School was never number one for McKercher, who breathed footy as a kid, first through playing Auskick at Prospect, and then kick-to-kick with his Carlton obsessed dad, Darren.

“I used to take my goal posts down to Perth park and pretend to be Chris Judd. They were my fondest memories from back then,” he says.

Upon inspection of his athletic feats, it’s unsurprising that academia never took priority.

A young football player looking off camera.

Colby McKercher ranks Carlton superstar Chris Judd as a playing inspiration.(
ABC News: Maren Preuss

McKercher smashed the 200 metre record at Kings Meadows High School in a scorching time of 23.56 seconds as a 15-year-old. At a recent round of golf at Launceston Golf Club, he shot 1 under through 9 holes.

On the footy field, he became the third Tasmanian to win the Morrish Medal as the best and fairest player in the Under 18 talent league competition.

Where he goes the football follows. McKercher averaged a monstrous 32.5 disposals per game for the Allies this year, and a tick under 30 for the Tasmania Devils.

This year, he only solidified what most recruiters already knew, racking up best and fairest awards, All-Australian and team of the year selections.

“I think I exceeded my expectations slightly, but looking back I think I’ve got a lot to improve on,” he says.

“I’m nowhere near a complete player, so I’m happy with what was, but also looking to what’s next.”

Meals sorted, washing needs work

Ahead of the draft, North Melbourne coach Alastair Clarkson paid McKercher a visit, and while the coaching legend gave little away during their meeting, word filtered back to McKercher that Clarko was impressed.

Perhaps it was McKercher’s eagerness to make an impact at AFL level that caught Clarkson’s eye, or his preparedness to move states to chase his dream.

He won’t miss Launceston too much upon being drafted, but will miss his mum Nicole, who acts as a point of difference from the slew of recruiters, coaches and managers who have had the bulk of his attention across the past 12 months.

“Mum’s the biggest one for me. I won’t be home with her anymore, but I’m sure there will be a lot of phone calls to her.
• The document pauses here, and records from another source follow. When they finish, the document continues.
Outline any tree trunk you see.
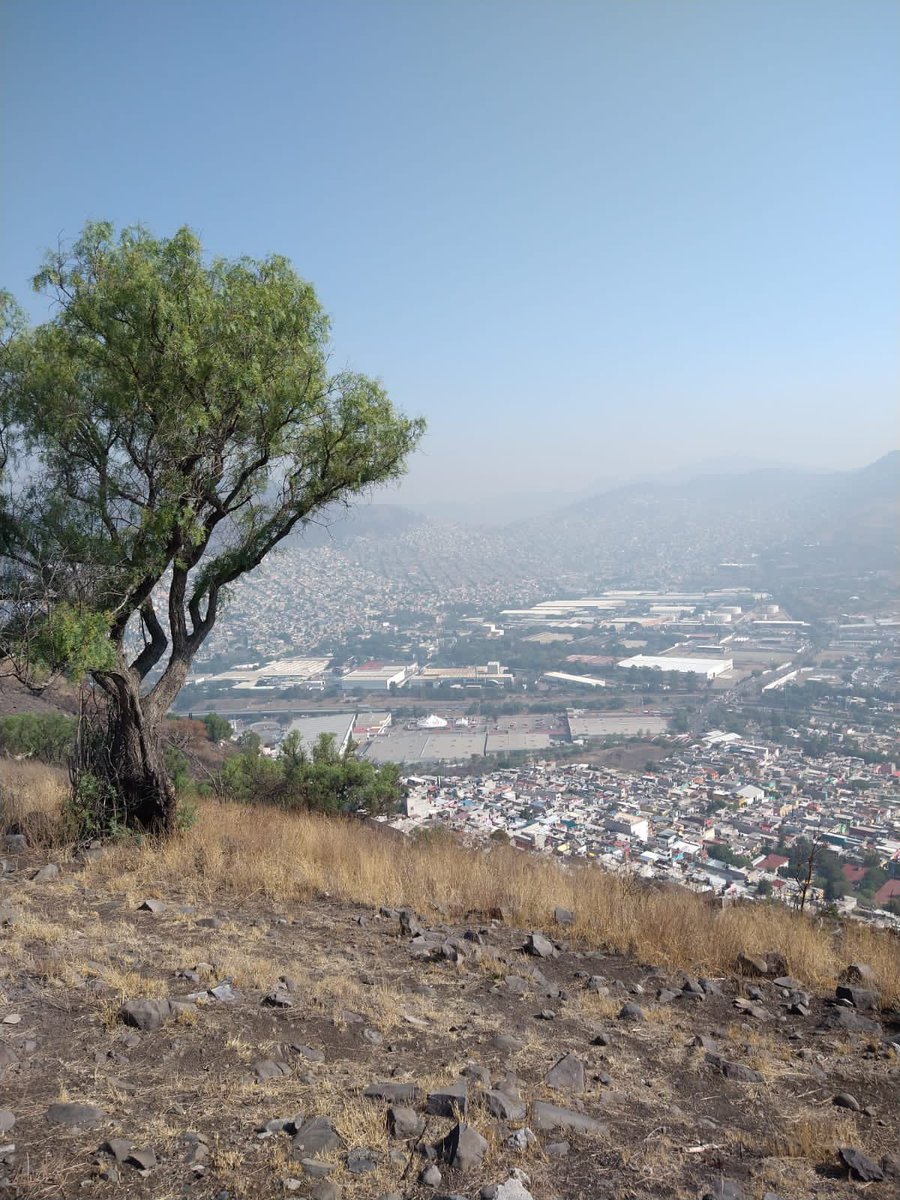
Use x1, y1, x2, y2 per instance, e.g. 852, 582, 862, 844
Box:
81, 672, 176, 835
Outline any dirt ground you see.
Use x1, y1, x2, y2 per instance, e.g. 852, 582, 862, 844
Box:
0, 854, 900, 1200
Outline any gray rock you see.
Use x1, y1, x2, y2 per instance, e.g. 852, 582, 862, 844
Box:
293, 1117, 342, 1158
100, 1138, 132, 1163
481, 1176, 534, 1200
125, 1148, 156, 1171
347, 1147, 382, 1175
310, 1180, 343, 1200
691, 1033, 719, 1054
738, 954, 769, 976
425, 1079, 469, 1118
835, 983, 878, 1012
300, 1158, 335, 1180
259, 988, 294, 1008
0, 1043, 19, 1079
290, 1042, 325, 1062
844, 962, 875, 984
119, 1000, 194, 1033
485, 1090, 527, 1121
822, 1008, 881, 1034
47, 1102, 107, 1129
838, 1146, 884, 1183
436, 1122, 488, 1174
522, 934, 557, 959
532, 1100, 607, 1133
544, 1054, 584, 1092
388, 1104, 425, 1140
491, 1033, 524, 1054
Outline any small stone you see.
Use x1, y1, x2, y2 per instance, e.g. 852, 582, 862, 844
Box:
491, 1033, 524, 1054
310, 1180, 343, 1200
259, 988, 294, 1008
100, 1138, 132, 1163
125, 1150, 156, 1171
835, 984, 878, 1012
738, 954, 769, 976
485, 1090, 527, 1121
388, 1104, 425, 1139
47, 1103, 107, 1129
844, 962, 875, 983
544, 1054, 584, 1092
362, 1080, 419, 1104
426, 1079, 469, 1117
436, 1123, 488, 1172
347, 1148, 382, 1175
293, 1117, 342, 1158
522, 934, 557, 959
838, 1146, 884, 1183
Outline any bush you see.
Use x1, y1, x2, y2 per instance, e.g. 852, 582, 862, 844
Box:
0, 713, 78, 767
220, 733, 403, 815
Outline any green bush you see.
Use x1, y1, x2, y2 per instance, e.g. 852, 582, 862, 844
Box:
0, 713, 78, 767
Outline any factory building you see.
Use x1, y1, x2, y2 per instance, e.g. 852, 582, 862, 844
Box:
340, 662, 418, 691
619, 654, 734, 679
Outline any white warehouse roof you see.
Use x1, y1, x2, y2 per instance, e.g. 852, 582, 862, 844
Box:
619, 654, 734, 679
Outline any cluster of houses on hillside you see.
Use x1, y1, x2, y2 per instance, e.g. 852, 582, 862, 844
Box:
394, 733, 900, 928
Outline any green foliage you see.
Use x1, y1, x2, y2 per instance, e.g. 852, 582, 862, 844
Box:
222, 733, 402, 814
203, 713, 234, 742
0, 713, 77, 767
0, 222, 424, 830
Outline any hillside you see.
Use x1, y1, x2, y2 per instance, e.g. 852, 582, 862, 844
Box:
0, 767, 900, 1200
283, 451, 900, 595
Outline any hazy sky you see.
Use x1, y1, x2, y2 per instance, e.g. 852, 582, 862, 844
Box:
0, 0, 900, 502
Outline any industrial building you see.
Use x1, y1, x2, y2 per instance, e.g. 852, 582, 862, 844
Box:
619, 654, 734, 679
340, 662, 418, 691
She’s a big support and it’s not always about football with her, it’s about me as a person,” he says.

Cooking with mum is something he will miss too as he prepares to fly the coop, but he says he has developed an arsenal of dishes that will hold him in good stead.

“I’d say I’m versatile, a bit like Leakey’s footy, I whip out a few things, so a stir-fry, or a pasta before a game.”

That’s not to say McKercher doesn’t have a couple of blind spots ahead of his move interstate.

“I still haven’t learned how to do the washing machine, but I’m getting to that.”